Situated in the center of Honshu (Japan's main island), Tochigi is surrounded by mountains to the east, west and north, while the Kanto Plain spreads out to the south. Tochigi contains the Nasu and Nikko volcanic clusters which feature numerous onsen resorts scattered in and around them.
Nikko, which is located in the western part of the prefecture, is home to many historic buildings, including the Toshogu Shrine, Rinno-ji Temple, and the Futarasan Shrine. Known collectively as the Shrines and Temples of Nikko, these historic structures have been registered as UNESCO World Heritage sites, and their splendor has fascinated countless visitors.

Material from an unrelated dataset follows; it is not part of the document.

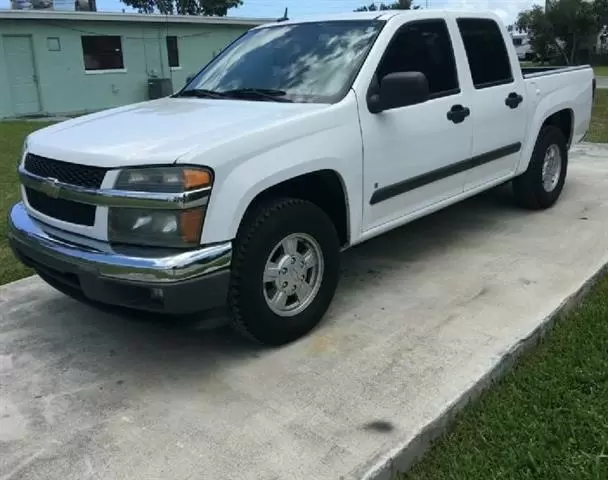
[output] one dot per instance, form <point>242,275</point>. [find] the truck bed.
<point>534,72</point>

Utsunomiya, situated in the middle of the prefecture, is the center of local administration and economy. To its southeast is Mashiko, a town well known as a producer of ceramics that comes alive each spring and fall when large numbers of visitors arrive to attend its ceramics fairs.
The northern part of Tochigi is home to the Nasu and Shiobara onsen resorts, the latter which is known for the breathtaking beauty of the ravine created by the Hoki River and its tributary, the Kanomata River. The Nasu Kogen highlands feature destinations such as the Rindo-ko Lake View, the Nasu Teddy Bear Museum and other museum.